Комната тети Лидивины служила местом для всякого хлама. Ее можно было принять за гардеробную комнату куртизанки. Несколько ивовых манекенов, одетых в очень изящные платья, представляли сборище кокетливых женщин без голов и без рук. Камин и столики были превращены в выставки модисток; на них лежали те, сделанные из перьев и лент, маленькие или чрезмерно большие штуки, которые превращаются в шляпы только тогда, когда они одеты на голову. На полу стоял целый батальон туфель и ботинок, одетых на колодки. Повсюду валялась бездна женских безделушек. Воздух был пропитан тонким и развратным ароматом — ароматом Эммы.
Бедная моя, милая тетушка, я предпочел бы, чтобы ваша комната была гораздо больше осквернена и чтобы м-ль Бурдише жила в ней, чем слышать, как она смеется в соседней — в комнате вашего мужа; потому что, благодаря этому, у меня рушились все мои иллюзии…
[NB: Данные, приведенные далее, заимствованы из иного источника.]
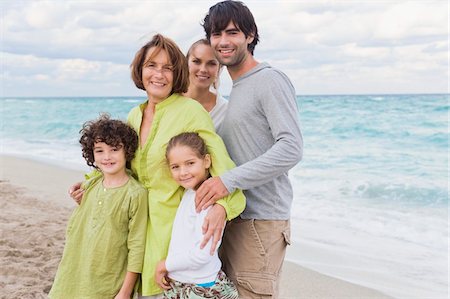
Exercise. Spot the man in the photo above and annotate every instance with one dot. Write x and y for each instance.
(262, 135)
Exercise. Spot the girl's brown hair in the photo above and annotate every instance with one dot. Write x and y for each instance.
(176, 58)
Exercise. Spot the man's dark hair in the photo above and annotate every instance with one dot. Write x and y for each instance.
(220, 15)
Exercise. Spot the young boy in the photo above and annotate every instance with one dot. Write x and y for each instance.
(105, 238)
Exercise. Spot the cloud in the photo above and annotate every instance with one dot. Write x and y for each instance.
(325, 47)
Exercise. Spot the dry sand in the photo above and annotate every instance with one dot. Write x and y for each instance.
(34, 211)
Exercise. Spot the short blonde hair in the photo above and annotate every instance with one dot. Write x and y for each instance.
(176, 58)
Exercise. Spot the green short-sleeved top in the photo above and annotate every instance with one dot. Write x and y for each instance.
(174, 115)
(105, 238)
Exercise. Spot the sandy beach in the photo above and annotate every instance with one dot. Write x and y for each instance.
(35, 208)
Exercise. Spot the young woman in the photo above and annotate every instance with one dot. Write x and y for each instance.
(204, 71)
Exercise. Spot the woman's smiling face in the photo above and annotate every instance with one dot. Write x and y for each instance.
(157, 75)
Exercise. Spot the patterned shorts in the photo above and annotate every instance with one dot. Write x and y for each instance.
(223, 289)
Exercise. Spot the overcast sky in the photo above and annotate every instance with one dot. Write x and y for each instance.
(84, 48)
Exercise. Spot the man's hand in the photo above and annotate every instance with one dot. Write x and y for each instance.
(213, 226)
(209, 192)
(76, 192)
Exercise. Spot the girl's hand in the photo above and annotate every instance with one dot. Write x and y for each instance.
(76, 192)
(161, 275)
(122, 296)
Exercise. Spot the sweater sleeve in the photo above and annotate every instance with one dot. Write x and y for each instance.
(278, 100)
(234, 203)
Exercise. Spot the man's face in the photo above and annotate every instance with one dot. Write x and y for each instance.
(230, 45)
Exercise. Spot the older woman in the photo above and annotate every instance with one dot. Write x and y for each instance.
(161, 69)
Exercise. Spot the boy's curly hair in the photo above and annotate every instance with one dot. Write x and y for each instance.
(110, 131)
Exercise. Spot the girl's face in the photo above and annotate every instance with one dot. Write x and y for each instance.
(157, 75)
(110, 160)
(187, 168)
(203, 66)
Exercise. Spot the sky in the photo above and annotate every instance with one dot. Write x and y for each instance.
(84, 48)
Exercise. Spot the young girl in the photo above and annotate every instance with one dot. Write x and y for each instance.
(188, 271)
(105, 238)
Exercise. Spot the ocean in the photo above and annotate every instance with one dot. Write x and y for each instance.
(371, 193)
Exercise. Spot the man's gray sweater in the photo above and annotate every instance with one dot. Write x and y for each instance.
(262, 134)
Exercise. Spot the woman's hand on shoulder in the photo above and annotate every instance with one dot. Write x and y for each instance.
(161, 277)
(209, 192)
(76, 192)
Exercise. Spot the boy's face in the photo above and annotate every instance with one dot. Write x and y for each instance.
(109, 159)
(186, 167)
(230, 45)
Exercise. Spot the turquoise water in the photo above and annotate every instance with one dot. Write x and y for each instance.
(373, 183)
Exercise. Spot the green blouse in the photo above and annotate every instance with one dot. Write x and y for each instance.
(105, 238)
(174, 115)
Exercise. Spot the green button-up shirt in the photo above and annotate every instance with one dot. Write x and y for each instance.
(174, 115)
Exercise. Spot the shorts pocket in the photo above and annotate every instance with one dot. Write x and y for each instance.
(258, 283)
(287, 236)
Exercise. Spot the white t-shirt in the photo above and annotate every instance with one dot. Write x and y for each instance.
(186, 262)
(218, 112)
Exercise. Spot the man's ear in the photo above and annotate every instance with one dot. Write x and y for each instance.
(250, 38)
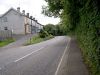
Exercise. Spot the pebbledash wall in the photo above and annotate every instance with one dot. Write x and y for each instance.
(18, 22)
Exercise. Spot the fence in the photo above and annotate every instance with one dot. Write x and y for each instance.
(4, 34)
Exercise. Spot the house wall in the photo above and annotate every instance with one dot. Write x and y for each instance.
(13, 21)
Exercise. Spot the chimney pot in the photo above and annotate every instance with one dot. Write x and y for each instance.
(18, 9)
(28, 15)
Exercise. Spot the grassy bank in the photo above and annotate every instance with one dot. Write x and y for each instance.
(37, 39)
(6, 42)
При моем появлении Эмма и Варвара остолбенели от изумления. Но молодая женщина сразу поняла, в чем дело, и рассмеялась.
Она завтракала, лежа в кровати. Одним движением руки она связала в узел свои огневые волосы и сделала себе прическу вакханки. Я увидел при этом движении всю ее руку сквозь широкий рукав; ее рубашка распахнулась, и она даже не подумала поправить ее.
К кровати был придвинут стол, заставленный графинами и блюдами. Варвара, прислуживавшая своей хозяйке, нарезала ломтики ветчины, розовой, как мрамор. Моей первою мыслью было, что стол и Варвара мне здорово помешают.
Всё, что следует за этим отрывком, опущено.